Slurm schedules jobs based on priority, so queue configuration directly determines which workloads get resources first. This topic covers three strategies—partition priority, Quality of Service (QoS)-based preemption, and job size priority—so you can choose the approach that fits your cluster.
This topic is based on Slurm version 24.05. Other versions may differ.
Choose a preemption strategy
Before diving into configuration, use this table to select the right strategy for your use case:
| Strategy | Key parameter | Best for |
|---|---|---|
| Partition priority | PreemptType=preempt/partition_prio |
Separating urgent from non-urgent workloads into distinct partitions |
| QoS preemption | PreemptType=preempt/qos |
Fine-grained priority control across users or job classes |
| Job size priority | PriorityFavorSmall=YES |
Mixed small/large job clusters where runtimes are unpredictable |
All three strategies require the following base configuration in slurm.conf:
| Parameter | Recommended value | Description |
|---|---|---|
SelectType |
select/cons_tres |
Resource allocation strategy. Slurm cluster workers use the dynamic node feature, so only select/cons_tres is supported. |
SelectTypeParameters |
CR_Core |
Controls resource allocation details passed to the SelectType plugin. |
SchedulerType |
sched/backfill |
Scheduling algorithm. Backfill scheduling is enabled by default. |
PriorityType |
priority/multifactor |
Priority calculation method. |
PreemptMode |
SUSPEND,GANG |
Preemption behavior. When preemption is enabled with select/cons_tres, only SUSPEND and GANG are supported. |
How Slurm evaluates and schedules jobs
Understanding how the scheduler selects jobs helps you predict the effect of your configuration.

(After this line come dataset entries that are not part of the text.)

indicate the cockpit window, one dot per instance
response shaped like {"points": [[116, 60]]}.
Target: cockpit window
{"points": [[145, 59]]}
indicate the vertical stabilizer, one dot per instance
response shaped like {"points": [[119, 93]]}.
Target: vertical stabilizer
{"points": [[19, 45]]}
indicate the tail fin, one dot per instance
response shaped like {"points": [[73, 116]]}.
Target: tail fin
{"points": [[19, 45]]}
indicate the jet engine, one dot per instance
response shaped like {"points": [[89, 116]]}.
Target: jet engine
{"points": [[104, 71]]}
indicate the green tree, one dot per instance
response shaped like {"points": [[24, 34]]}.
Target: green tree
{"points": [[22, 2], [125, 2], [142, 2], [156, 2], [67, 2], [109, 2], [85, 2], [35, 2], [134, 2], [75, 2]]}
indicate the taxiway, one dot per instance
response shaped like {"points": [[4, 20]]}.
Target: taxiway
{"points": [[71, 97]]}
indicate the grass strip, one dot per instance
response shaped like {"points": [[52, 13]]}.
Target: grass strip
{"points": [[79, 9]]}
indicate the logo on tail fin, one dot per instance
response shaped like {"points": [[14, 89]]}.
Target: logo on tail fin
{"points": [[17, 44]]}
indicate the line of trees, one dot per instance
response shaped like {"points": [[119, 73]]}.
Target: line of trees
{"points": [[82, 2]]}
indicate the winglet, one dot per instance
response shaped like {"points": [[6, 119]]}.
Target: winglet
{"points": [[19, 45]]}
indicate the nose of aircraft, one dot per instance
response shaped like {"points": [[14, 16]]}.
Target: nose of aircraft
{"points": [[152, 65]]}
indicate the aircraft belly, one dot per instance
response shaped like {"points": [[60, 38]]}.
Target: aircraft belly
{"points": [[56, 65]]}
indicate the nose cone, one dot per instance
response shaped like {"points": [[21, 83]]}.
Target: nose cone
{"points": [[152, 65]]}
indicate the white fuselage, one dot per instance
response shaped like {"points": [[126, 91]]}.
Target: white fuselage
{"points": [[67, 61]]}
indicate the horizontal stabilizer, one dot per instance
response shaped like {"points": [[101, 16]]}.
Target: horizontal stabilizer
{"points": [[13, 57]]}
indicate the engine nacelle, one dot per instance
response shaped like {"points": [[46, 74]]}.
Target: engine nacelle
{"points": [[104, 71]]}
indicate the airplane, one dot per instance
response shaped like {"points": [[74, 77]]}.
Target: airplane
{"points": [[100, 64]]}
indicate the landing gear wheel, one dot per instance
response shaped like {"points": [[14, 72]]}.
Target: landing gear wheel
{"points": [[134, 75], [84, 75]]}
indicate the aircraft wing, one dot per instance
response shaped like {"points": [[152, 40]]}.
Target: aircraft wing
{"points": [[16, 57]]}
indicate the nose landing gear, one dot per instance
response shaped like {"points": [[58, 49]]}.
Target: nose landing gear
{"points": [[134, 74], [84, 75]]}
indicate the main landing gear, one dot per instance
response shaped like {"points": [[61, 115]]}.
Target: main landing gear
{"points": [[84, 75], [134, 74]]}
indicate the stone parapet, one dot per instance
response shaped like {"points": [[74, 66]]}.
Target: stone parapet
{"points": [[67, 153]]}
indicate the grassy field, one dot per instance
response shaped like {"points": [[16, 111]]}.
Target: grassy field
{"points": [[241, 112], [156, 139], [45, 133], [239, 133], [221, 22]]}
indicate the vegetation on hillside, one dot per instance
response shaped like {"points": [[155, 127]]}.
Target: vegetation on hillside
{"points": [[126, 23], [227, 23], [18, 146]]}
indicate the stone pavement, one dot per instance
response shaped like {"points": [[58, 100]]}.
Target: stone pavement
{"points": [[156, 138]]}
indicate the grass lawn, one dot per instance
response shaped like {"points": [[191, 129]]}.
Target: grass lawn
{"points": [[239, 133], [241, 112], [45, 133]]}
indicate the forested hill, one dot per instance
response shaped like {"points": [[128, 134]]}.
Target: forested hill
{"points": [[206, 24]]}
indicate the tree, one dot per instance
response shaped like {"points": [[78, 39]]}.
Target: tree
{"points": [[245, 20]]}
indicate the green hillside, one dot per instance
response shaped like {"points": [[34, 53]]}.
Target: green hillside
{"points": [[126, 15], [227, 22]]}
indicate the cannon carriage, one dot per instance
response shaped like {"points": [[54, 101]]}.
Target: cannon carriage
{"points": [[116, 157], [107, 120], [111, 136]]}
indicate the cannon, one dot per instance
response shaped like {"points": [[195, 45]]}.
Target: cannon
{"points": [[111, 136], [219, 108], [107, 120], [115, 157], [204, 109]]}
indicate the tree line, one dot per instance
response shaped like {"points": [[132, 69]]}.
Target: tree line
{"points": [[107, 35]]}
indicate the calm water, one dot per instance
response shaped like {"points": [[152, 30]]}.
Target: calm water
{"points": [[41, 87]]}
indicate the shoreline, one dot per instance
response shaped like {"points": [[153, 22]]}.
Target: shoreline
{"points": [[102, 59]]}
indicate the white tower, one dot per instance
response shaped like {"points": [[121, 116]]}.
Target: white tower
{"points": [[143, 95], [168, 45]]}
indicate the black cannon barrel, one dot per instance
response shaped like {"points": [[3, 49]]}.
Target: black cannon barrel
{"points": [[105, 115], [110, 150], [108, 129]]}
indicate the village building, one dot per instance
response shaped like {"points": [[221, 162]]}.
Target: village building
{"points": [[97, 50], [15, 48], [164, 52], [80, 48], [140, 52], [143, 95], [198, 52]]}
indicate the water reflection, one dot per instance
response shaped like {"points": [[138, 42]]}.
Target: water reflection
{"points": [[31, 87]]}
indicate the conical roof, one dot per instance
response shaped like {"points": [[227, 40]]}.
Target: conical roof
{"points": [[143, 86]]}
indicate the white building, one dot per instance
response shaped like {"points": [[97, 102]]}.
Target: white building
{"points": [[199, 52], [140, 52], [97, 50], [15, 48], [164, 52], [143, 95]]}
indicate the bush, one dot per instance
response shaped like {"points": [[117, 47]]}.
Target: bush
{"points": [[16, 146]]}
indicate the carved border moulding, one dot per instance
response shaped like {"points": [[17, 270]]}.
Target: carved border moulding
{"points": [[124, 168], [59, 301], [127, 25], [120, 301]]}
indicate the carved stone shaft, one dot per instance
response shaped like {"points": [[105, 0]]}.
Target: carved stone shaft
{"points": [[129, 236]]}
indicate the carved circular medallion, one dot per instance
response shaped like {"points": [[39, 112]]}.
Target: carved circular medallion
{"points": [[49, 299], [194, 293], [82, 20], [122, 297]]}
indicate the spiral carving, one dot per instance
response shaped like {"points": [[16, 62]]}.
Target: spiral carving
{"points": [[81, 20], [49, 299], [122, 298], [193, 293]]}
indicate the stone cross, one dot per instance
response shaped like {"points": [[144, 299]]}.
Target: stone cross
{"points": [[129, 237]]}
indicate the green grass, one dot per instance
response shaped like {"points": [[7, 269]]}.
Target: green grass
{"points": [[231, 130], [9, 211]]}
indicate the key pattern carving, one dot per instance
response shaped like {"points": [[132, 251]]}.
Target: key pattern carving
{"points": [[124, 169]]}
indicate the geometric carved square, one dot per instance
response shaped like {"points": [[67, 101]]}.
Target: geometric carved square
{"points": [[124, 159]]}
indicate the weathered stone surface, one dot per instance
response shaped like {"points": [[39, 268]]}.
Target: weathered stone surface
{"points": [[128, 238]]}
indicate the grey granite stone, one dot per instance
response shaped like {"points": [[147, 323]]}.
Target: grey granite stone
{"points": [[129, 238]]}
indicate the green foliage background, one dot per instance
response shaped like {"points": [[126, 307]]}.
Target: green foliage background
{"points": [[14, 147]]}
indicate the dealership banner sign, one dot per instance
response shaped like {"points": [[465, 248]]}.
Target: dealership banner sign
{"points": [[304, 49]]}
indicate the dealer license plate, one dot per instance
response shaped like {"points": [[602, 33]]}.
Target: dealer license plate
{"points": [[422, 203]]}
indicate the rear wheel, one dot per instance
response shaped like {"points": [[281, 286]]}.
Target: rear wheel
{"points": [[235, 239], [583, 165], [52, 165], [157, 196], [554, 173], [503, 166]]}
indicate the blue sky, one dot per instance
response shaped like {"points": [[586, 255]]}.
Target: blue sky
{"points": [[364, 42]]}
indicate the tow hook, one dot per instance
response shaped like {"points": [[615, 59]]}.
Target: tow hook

Scheduling behavior is controlled by SchedulerType (default: sched/backfill) and fine-tuned through SchedulerParameters in slurm.conf. For the full parameter reference, see the Slurm scheduling configuration guide.
Queue types
Slurm supports two priority mechanisms:
| Queue type | How it works | When to use |
|---|---|---|
| First In, First Out (FIFO) | Jobs run in submission order (priority/basic) |
Simple clusters where submission order is sufficient |
| Multifactor | Job priority is a weighted sum of multiple factors | Clusters with diverse workloads or fairness requirements |
Multifactor scheduling is enabled by default. If your cluster runs uniform workloads with no preemption requirements, FIFO may be sufficient.
FIFO queue
Set PriorityType=priority/basic in slurm.conf to enable FIFO scheduling:
# Back up slurm.conf before editing
sudo cp /etc/slurm-llnl/slurm.conf /etc/slurm-llnl/slurm.conf.bak
sudo nano /etc/slurm-llnl/slurm.conf
# Add or update:
PriorityType=priority/basic
Back up slurm.conf before making changes. Test configuration changes in a non-production environment before applying them to production.
Multifactor queue
Multifactor scheduling computes each job's priority as a weighted sum:
Job_priority =
site_factor +
(PriorityWeightAge) * (age_factor) +
(PriorityWeightAssoc) * (assoc_factor) +
(PriorityWeightFairshare) * (fair-share_factor) +
(PriorityWeightJobSize) * (job_size_factor) +
(PriorityWeightPartition) * (priority_job_factor) +
(PriorityWeightQOS) * (QOS_factor) +
SUM(TRES_weight_cpu * TRES_factor_cpu,
TRES_weight_<type> * TRES_factor_<type>,
...)
- nice_factor
Each weight controls a different scheduling behavior:
| Factor | Weight parameter | Effect |
|---|---|---|
| Waiting time | PriorityWeightAge |
Longer-waiting jobs score higher |
| Association | PriorityWeightAssoc |
Adjusts score by user group or account |
| Fair-share | PriorityWeightFairshare |
Boosts jobs from users who have consumed fewer resources |
| Job size | PriorityWeightJobSize |
Favors small or large jobs depending on configuration |
| Partition | PriorityWeightPartition |
Raises score for jobs in designated partitions |
| QoS | PriorityWeightQOS |
Applies Quality of Service level scoring |
| Trackable RESources (TRES) | TRES_weight_<type> |
Weights specific resource types (CPU, GPU, and others) |
| Nice | — | Subtracts from priority; a higher nice value lowers priority |
For full weight configuration details, see the multifactor priority plugin documentation.
Common configurations:
-
Prioritize small jobs: Set
PriorityWeightJobSize=-1to lower large job priority and reduce head-of-line blocking. -
Protect critical teams: Tune
PriorityWeightAssocandfair-share_factorto ensure jobs from important accounts run first. -
Prevent starvation: Set
PriorityWeightFairshare=2000to significantly boost jobs from users with low historical resource usage.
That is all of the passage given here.